Most pension schemes use a large core of gilt holdings to match anticipated pension payments and then leverage the security of such investments by using them as collateral to finance some exposure to riskier long-term assets, that will hopefully provide a better return. The massive sell off in long-dated gilts meant that their collateral value declined, forcing pension schemes to sell other gilt holdings. This further depressed prices and created a ‘doom loop’ similar to the one that ended Lehman Brothers in 2008 and triggered the global financial crisis.
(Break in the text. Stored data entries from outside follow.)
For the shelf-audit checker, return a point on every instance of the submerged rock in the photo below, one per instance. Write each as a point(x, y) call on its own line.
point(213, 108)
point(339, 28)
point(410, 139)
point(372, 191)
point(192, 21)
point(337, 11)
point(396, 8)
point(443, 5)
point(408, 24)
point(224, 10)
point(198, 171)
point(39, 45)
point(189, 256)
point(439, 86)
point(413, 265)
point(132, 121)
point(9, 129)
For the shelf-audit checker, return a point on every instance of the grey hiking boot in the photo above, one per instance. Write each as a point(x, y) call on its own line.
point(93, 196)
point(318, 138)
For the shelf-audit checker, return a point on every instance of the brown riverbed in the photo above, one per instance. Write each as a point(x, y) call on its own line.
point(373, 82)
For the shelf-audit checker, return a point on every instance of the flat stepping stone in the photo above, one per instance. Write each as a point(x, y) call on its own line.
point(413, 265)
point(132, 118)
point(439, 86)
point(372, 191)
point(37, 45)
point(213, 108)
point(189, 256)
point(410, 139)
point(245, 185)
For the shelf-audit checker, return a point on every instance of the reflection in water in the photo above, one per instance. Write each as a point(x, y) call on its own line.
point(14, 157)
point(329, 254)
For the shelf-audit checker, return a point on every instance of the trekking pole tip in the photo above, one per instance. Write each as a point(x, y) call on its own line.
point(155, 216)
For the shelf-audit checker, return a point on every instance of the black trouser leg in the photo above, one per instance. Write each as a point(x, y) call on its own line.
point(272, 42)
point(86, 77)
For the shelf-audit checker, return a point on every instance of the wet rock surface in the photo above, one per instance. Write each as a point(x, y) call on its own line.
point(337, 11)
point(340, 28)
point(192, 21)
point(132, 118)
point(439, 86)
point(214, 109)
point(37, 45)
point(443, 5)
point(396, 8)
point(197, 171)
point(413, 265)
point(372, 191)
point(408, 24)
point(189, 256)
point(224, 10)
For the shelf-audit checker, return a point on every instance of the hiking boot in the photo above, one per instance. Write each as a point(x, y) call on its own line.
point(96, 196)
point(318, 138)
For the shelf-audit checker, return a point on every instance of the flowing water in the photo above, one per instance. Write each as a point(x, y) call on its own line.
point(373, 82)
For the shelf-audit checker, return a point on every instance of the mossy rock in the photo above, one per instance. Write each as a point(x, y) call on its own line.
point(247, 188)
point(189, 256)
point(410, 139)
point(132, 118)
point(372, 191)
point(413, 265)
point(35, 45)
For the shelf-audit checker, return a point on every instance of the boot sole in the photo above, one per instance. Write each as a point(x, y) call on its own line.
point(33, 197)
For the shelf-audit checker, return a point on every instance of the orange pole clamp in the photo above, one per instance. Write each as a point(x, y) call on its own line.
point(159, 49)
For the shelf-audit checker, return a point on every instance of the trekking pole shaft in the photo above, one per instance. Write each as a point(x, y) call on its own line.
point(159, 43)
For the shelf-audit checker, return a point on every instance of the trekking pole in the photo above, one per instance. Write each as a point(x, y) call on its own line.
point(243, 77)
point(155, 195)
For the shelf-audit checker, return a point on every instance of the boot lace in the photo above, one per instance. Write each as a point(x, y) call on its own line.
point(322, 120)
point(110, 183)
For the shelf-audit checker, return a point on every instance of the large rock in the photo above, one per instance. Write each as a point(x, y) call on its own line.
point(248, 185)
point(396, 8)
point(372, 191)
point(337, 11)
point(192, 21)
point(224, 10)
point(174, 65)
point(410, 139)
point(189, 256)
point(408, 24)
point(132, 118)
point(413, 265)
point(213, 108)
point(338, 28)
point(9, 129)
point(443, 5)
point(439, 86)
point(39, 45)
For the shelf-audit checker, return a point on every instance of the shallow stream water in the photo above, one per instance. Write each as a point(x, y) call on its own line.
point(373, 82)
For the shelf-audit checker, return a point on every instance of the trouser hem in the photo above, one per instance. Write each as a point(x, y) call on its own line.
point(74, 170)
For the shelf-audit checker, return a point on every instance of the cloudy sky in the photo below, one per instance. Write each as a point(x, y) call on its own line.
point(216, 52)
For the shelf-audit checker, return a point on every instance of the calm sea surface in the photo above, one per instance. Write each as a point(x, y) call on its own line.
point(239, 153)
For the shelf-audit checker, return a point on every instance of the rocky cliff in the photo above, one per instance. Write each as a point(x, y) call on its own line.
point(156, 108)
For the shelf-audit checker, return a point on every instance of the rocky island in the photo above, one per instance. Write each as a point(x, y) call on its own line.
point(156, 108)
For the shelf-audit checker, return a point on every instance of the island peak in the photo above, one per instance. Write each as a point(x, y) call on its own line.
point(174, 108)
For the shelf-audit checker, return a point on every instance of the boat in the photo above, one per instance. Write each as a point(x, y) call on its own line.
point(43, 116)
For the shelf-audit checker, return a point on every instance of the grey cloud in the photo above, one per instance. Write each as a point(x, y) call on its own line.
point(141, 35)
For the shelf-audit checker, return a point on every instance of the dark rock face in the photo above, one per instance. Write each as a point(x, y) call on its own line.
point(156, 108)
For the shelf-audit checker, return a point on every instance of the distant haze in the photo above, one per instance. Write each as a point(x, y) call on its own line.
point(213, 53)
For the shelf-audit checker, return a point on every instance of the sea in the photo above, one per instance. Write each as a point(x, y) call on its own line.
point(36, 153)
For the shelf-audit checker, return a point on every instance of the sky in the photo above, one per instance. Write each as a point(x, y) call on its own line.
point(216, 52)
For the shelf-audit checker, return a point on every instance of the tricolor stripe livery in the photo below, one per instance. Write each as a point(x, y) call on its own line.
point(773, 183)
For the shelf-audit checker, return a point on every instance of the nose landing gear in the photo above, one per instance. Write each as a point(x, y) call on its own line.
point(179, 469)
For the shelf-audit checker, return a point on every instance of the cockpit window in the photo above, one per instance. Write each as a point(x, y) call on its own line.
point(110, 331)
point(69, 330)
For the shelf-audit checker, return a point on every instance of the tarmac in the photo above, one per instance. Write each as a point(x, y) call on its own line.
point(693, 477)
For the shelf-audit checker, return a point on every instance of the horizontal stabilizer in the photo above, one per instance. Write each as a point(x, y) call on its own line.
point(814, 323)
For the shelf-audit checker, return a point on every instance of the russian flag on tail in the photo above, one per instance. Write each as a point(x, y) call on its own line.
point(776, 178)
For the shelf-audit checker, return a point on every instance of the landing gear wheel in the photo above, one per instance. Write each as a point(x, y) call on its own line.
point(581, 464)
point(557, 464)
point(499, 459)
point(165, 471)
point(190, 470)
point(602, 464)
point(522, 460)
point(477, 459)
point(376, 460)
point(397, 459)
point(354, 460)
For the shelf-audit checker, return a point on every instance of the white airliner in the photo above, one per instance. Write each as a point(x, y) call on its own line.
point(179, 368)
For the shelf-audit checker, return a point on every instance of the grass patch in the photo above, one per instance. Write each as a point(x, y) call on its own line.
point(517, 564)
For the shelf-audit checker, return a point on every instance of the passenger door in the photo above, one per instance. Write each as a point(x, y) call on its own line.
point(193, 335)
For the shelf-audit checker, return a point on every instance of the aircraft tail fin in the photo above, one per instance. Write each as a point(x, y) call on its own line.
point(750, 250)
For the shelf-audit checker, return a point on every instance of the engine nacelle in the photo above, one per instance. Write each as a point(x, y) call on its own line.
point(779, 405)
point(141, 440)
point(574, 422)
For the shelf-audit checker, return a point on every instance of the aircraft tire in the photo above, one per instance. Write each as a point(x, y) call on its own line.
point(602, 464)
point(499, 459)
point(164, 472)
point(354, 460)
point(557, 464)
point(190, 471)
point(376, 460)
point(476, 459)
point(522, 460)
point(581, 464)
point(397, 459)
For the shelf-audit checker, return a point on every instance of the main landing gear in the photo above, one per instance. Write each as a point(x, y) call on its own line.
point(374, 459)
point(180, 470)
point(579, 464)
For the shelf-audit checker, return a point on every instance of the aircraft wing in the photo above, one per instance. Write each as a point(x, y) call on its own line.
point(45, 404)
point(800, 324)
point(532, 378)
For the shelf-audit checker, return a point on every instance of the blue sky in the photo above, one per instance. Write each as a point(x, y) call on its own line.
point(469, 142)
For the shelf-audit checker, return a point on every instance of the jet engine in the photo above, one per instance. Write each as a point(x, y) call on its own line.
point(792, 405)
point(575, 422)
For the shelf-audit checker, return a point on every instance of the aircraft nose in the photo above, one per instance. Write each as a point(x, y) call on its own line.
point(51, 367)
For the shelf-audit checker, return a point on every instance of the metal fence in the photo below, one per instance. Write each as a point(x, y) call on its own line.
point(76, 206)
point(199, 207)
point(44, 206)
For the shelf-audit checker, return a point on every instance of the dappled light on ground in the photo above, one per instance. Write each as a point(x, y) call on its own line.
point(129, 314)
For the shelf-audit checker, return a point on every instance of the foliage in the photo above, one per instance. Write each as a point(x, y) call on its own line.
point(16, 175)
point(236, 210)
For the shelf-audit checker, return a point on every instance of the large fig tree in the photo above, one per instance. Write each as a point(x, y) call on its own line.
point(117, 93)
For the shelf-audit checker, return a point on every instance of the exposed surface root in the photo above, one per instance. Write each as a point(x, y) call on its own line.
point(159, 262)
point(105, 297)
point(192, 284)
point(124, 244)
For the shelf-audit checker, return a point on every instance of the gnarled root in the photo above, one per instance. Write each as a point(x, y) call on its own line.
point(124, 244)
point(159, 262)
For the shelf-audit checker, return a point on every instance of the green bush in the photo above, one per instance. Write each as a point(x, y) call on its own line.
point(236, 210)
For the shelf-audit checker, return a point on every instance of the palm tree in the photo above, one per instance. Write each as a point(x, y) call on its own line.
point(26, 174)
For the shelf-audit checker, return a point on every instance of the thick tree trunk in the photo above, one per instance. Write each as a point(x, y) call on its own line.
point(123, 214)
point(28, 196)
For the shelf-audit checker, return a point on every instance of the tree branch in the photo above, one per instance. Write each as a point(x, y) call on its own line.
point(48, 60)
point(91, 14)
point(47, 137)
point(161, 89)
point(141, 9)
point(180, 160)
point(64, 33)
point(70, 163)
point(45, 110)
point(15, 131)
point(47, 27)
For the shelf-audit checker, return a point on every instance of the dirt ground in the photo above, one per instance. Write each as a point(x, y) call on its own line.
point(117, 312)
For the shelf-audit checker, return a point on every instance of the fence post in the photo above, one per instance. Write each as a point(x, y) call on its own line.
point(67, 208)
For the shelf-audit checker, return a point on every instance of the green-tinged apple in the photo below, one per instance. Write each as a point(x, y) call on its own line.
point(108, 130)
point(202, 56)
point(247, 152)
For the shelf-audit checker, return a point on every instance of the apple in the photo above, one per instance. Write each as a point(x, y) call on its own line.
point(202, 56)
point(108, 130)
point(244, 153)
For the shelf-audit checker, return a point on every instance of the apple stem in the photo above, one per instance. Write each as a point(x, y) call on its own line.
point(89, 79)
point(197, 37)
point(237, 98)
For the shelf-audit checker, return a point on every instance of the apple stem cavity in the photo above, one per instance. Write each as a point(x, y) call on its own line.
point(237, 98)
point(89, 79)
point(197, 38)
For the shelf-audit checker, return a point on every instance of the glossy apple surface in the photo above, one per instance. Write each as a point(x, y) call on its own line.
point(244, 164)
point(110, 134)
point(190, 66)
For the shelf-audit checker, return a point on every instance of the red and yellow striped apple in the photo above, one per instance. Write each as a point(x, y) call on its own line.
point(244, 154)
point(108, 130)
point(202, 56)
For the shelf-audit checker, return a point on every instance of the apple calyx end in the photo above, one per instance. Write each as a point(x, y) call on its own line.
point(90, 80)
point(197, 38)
The Bank of England has since saved the day by restoring order to that market by using its funds to buy long-dated gilts and stabilise their prices. It shouldn’t have come to this. Mr Bailey has a long career as a financial regulator, both at the Bank of England and the Financial Conduct Authority. He should have known better. Prior to becoming an MP, Mr Kwarteng was a financial analyst for one of the UK’s most successful hedge fund managers. He would have had first-hand experience of how brutal, unforgiving and opportunistic financial markets can be. He should have known better.
Further down the line, there may be some uncomfortable questions about how much money his former employers made by shorting the pound over the last few weeks.
It’s such a shame really. There were some good ideas in the Mini-Budget when you dig deeper into the largely unreported detail but I am concerned that the notion of ‘going for growth’ has been discredited before it got started. Something needs to be done to shake the UK economy out of its long term malaise, but politicians need to work with financial markets, not attempt to dictate to them.
Let’s hope that things improve over time and take some comfort from the fact that most of our investments are outside these shores. This has provided a useful cushion for PMW portfolios.